Seine Haare müssen fast doppelt so lang sein wie sie es waren, als ich ihn zuletzt gesehen habe, und das, obwohl sie sich süß locken. Er schaut oft nach unten, wodurch ihm die Haare ins Gesicht fallen und es fast vollständig bedeckten.

Am liebsten würde ich einfach meine Hand nach ihm ausstrecken und ihm die Strähnen zurückstreichen. Sie hinter sein Ohr schieben oder solange zurückkämmen, bis sie dortbleiben. Zwar sieht er so total verwegen und unglaublich sexy aus, aber ich würde gerne sein hübsches Gesicht besser sehen können.

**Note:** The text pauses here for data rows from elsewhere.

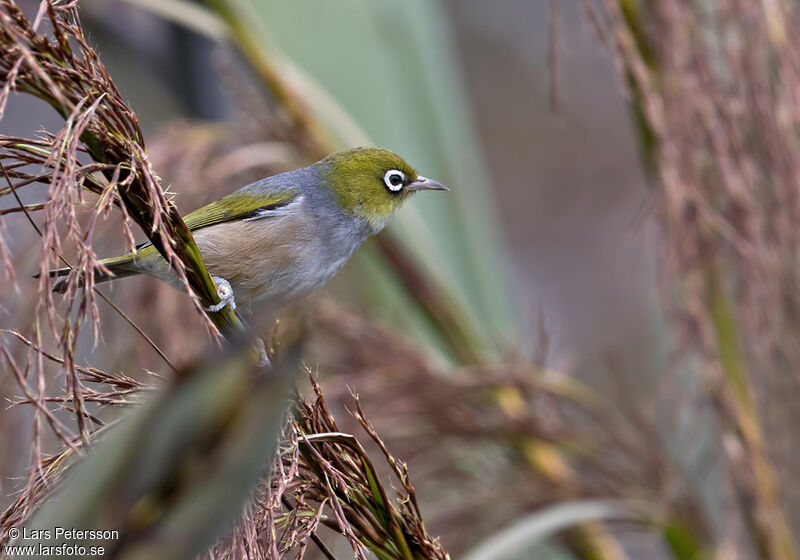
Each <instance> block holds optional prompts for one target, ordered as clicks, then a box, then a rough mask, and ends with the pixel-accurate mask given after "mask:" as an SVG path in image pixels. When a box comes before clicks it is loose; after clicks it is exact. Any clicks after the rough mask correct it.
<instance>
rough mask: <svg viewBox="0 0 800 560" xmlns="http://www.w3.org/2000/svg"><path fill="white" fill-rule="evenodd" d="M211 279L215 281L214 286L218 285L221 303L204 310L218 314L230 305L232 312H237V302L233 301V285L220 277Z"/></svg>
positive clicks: (217, 291) (214, 277)
mask: <svg viewBox="0 0 800 560" xmlns="http://www.w3.org/2000/svg"><path fill="white" fill-rule="evenodd" d="M211 279H212V280H213V281H214V284H216V285H217V297H219V303H217V304H216V305H210V306H208V307H204V308H203V309H204V310H205V311H211V312H212V313H216V312H217V311H219V310H220V309H222V308H223V307H225V306H226V305H230V306H231V311H236V300H235V299H233V288H232V287H231V283H230V282H228V281H227V280H225V279H224V278H222V277H220V276H212V277H211Z"/></svg>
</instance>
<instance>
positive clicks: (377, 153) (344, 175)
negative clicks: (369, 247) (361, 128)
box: [318, 148, 449, 233]
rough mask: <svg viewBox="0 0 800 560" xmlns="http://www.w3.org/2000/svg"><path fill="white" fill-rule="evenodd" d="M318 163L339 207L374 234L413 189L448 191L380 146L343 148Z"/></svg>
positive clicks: (383, 227) (387, 220)
mask: <svg viewBox="0 0 800 560" xmlns="http://www.w3.org/2000/svg"><path fill="white" fill-rule="evenodd" d="M318 165H319V166H320V169H321V174H322V176H323V178H324V179H325V181H326V183H327V185H328V186H329V188H330V189H331V192H332V194H333V198H334V200H336V202H337V204H338V205H339V207H340V208H341V209H342V210H343V211H344V212H346V213H348V214H353V215H355V216H357V217H359V218H362V219H365V220H366V221H367V222H369V224H370V226H371V227H372V229H373V231H374V232H375V233H377V232H378V231H380V230H382V229H383V228H384V226H386V224H387V223H388V221H389V219H390V218H391V217H392V214H394V213H395V211H396V210H397V209H398V208H400V206H401V205H402V204H403V202H405V201H406V199H408V197H409V196H411V194H413V193H414V192H417V191H423V190H429V191H446V190H449V189H448V188H447V187H445V186H444V185H442V184H441V183H437V182H436V181H433V180H431V179H427V178H425V177H423V176H421V175H419V174H418V173H417V172H416V171H415V170H414V168H413V167H411V166H410V165H409V164H408V163H407V162H406V161H405V160H404V159H403V158H401V157H400V156H398V155H397V154H395V153H393V152H390V151H389V150H382V149H380V148H352V149H349V150H343V151H341V152H336V153H334V154H331V155H329V156H328V157H326V158H325V159H323V160H322V161H320V162H319V164H318Z"/></svg>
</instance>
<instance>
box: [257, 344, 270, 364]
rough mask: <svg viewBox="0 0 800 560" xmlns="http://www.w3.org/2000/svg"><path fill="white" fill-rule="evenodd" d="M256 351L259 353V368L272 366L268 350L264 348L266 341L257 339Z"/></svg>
mask: <svg viewBox="0 0 800 560" xmlns="http://www.w3.org/2000/svg"><path fill="white" fill-rule="evenodd" d="M256 350H257V351H258V356H259V358H258V363H256V366H258V367H265V366H272V362H270V361H269V356H267V348H266V346H264V341H263V340H261V339H260V338H257V339H256Z"/></svg>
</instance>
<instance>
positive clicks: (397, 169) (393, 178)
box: [383, 169, 406, 192]
mask: <svg viewBox="0 0 800 560" xmlns="http://www.w3.org/2000/svg"><path fill="white" fill-rule="evenodd" d="M383 182H384V183H386V188H388V189H389V190H390V191H392V192H398V191H399V190H400V189H402V188H403V185H404V184H405V182H406V174H405V173H403V172H402V171H400V170H399V169H390V170H389V171H387V172H386V175H384V176H383Z"/></svg>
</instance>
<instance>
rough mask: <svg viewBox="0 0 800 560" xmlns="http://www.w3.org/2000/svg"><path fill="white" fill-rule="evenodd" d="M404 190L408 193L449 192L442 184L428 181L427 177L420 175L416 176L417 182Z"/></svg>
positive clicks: (413, 183) (431, 179)
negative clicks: (443, 191)
mask: <svg viewBox="0 0 800 560" xmlns="http://www.w3.org/2000/svg"><path fill="white" fill-rule="evenodd" d="M406 190H409V191H449V190H450V189H448V188H447V187H445V186H444V185H443V184H441V183H439V182H437V181H434V180H433V179H428V178H427V177H423V176H422V175H418V176H417V180H416V181H414V182H413V183H410V184H409V185H408V186H407V187H406Z"/></svg>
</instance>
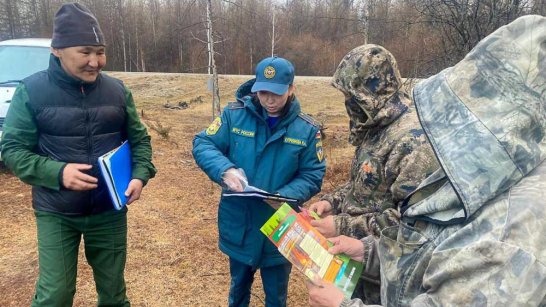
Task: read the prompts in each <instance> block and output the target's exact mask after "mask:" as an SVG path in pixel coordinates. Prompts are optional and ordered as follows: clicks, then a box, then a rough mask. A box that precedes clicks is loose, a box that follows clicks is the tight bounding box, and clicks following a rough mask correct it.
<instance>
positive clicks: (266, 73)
mask: <svg viewBox="0 0 546 307" xmlns="http://www.w3.org/2000/svg"><path fill="white" fill-rule="evenodd" d="M264 77H265V78H266V79H273V78H274V77H275V68H273V66H267V67H266V68H265V69H264Z"/></svg>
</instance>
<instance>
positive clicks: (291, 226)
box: [260, 203, 363, 298]
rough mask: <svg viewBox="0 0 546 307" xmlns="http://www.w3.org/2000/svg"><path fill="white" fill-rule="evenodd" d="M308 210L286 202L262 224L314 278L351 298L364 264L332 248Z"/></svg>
mask: <svg viewBox="0 0 546 307" xmlns="http://www.w3.org/2000/svg"><path fill="white" fill-rule="evenodd" d="M310 217H311V218H314V219H317V218H318V217H317V216H313V215H311V214H310V212H308V211H307V210H304V211H302V213H297V212H296V211H294V209H292V208H291V207H290V206H289V205H288V204H286V203H284V204H283V205H282V206H281V207H280V208H279V209H278V210H277V211H276V212H275V213H274V214H273V215H272V216H271V218H269V220H268V221H267V222H266V223H265V224H264V225H263V226H262V228H260V230H261V231H262V233H263V234H265V235H266V236H267V237H268V238H269V240H271V242H273V244H275V246H277V248H278V249H279V251H280V253H281V254H282V255H283V256H284V257H285V258H286V259H288V260H289V261H290V262H291V263H292V265H294V267H296V268H297V269H298V270H299V271H301V272H302V273H303V274H305V275H306V276H307V277H308V278H309V279H310V280H312V281H313V280H315V278H316V276H318V277H319V278H320V279H322V280H324V281H327V282H330V283H333V284H334V285H335V286H336V287H338V288H339V289H341V291H343V294H344V295H345V297H346V298H350V297H351V295H352V294H353V291H354V289H355V286H356V283H357V282H358V279H359V278H360V274H361V273H362V268H363V264H362V263H360V262H357V261H354V260H352V259H350V258H349V257H348V256H347V255H343V254H339V255H332V254H330V253H329V252H328V248H329V247H330V246H331V243H330V242H328V240H326V238H325V237H324V236H323V235H322V234H320V233H319V232H318V231H317V230H316V229H315V228H314V227H313V226H311V224H310V223H309V221H310Z"/></svg>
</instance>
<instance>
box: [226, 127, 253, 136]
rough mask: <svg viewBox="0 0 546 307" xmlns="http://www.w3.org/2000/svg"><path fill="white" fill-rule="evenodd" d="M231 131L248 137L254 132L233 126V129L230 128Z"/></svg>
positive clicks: (233, 132) (252, 131)
mask: <svg viewBox="0 0 546 307" xmlns="http://www.w3.org/2000/svg"><path fill="white" fill-rule="evenodd" d="M231 132H233V133H235V134H238V135H242V136H247V137H250V138H253V137H254V135H255V134H256V133H255V132H254V131H247V130H243V129H239V128H235V127H233V129H231Z"/></svg>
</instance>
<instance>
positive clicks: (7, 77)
mask: <svg viewBox="0 0 546 307" xmlns="http://www.w3.org/2000/svg"><path fill="white" fill-rule="evenodd" d="M50 46H51V39H46V38H22V39H11V40H6V41H1V42H0V139H1V138H2V130H3V129H2V126H3V125H4V119H5V117H6V114H7V112H8V108H9V103H10V102H11V98H12V97H13V94H14V93H15V88H16V87H17V85H18V84H19V83H20V82H21V80H23V79H24V78H26V77H28V76H30V75H32V74H33V73H35V72H38V71H40V70H44V69H47V67H48V65H49V54H50V53H51V52H50ZM1 160H2V158H1V157H0V161H1Z"/></svg>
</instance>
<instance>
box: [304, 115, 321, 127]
mask: <svg viewBox="0 0 546 307" xmlns="http://www.w3.org/2000/svg"><path fill="white" fill-rule="evenodd" d="M298 116H299V117H300V118H301V119H303V120H304V121H306V122H308V123H310V124H311V125H313V126H315V127H317V128H321V127H322V124H321V123H320V122H319V121H318V120H316V119H314V118H313V117H311V115H309V114H305V113H303V112H302V113H300V114H299V115H298Z"/></svg>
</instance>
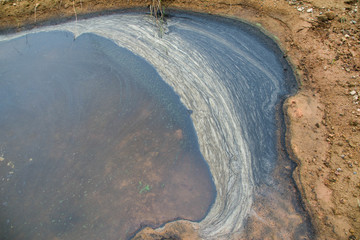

Trotzdem hindert mich das nicht daran, ihn weiter zu mustern. Er hat an Muskeln zugelegt, das habe ich vorhin, als ich im Club nachgetastet habe, bereits gespürt und es war davor auch schwer zu übersehen.

Ich kenne Tyler und seinen Körper so gut, ein einziger Blick hat gereicht, um festzustellen, was genau sich daran verändert hat. Vor allen die Brust und die Oberarme sind deutlicher geworden, aber auch sein Bauch.

Trotz den Muskeln, die er zugelegt hat, glaube ich aber, dass er auch abgenommen haben muss und das gefällt mir nicht. Er ist echt total dem Fitnesswahn verfallen und ich weiß nicht, ob das noch wirklich gesund ist.

Tyler hat unglaublich viel Disziplin. Wenn er sich ein Ziel gesetzt hat, dann wird er den Weg bis dahin auch durchziehen. An sich ist das ja schön und gut, ich will nur nicht, dass er hungert oder sich da zu sehr reinsteigert. Klar soll er sich wohlfühlen in seinem Körper, aber es tut irgendwie weh, dass er sich vorher nicht so schön fand wie ich. Einfach alles an ihm war perfekt, für mich die unwidersprüchlichste Definition von Schönheit. Aber er hat das nie so gesehen.

Ich würde gern mit ihm darüber reden. Einfach mal nachfragen, was sein Trainingsziel ist und geheim überprüfen, wie er sich ernährt. Aber Tyler ist nicht dumm, er würde das sofort bemerken und dann wahrscheinlich kein Wort mehr mit mir wechseln.